Published in Svensk. Bot. Tidskr. 22: 416. 1928.

Type: Northern Siberia: Kolyma River.

Synonymy. Antennaria alpina (L.) Gaertn. var. friesiana Trautv. Trudy, Imp. S. Peterburgsk Bot. Sada. 6: 24. 1878.

Antennaria labradorica Nutt., Trans. Amer. Phil. Soc. N.S. 7: 406. 1841.

Antennaria ekmaniana A.E. Porsild, Sargentia 4: 69. 1943.

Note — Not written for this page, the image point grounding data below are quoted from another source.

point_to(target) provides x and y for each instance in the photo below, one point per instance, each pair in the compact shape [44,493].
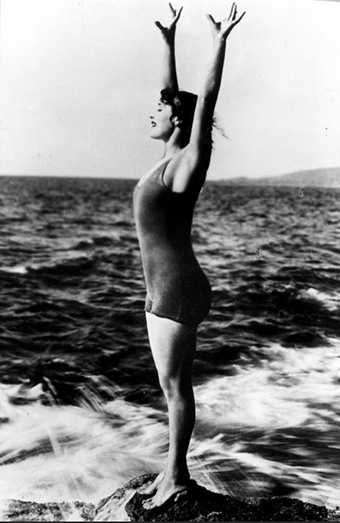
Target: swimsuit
[177,288]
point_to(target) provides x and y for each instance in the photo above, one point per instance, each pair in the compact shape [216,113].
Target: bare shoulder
[184,171]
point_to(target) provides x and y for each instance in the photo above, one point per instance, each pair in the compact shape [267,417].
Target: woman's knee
[175,384]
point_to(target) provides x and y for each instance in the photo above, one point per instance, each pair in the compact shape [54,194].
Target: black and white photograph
[170,260]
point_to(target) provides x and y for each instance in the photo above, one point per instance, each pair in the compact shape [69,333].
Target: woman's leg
[173,347]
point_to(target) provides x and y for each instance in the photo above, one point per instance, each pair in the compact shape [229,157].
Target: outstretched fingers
[174,12]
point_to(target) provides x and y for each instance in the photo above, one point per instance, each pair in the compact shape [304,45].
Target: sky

Vegetative morphology. Plants 3.5–12.5(–20) cm high (DAO 573388); perennial herbs; caespitose. Only fibrous roots present (fibrous roots arising from the underground stem). Ground level or underground stems horizontal; compact (0.5–1 cm long); 2–3 mm wide (often obscured by marcescent leaves). Caudex present (a small zone at ground level). Aerial stems developed; erect. Leaves mainly basal, or basal in a rosette; alternate; marcescent. Petioles absent. Leaf blade bases truncate, or attenuate. Blades 10–25 mm long, 2–4 mm wide, spreading, oblanceolate or spatulate, flat, appearing single-veined or with inconspicuous veins. Blade adaxial surface hairy, hairs pubescent, hairs simple, hairs sparse to dense (glabrescent), hairs grey (or greenish). Blade abaxial surface with glandular hairs (purple), hairy, hairs tomentose, hairs very dense, hairs white, hairs straight or curved or wavy, hairs appressed. Blade margins entire; apices acute (with flag-tip).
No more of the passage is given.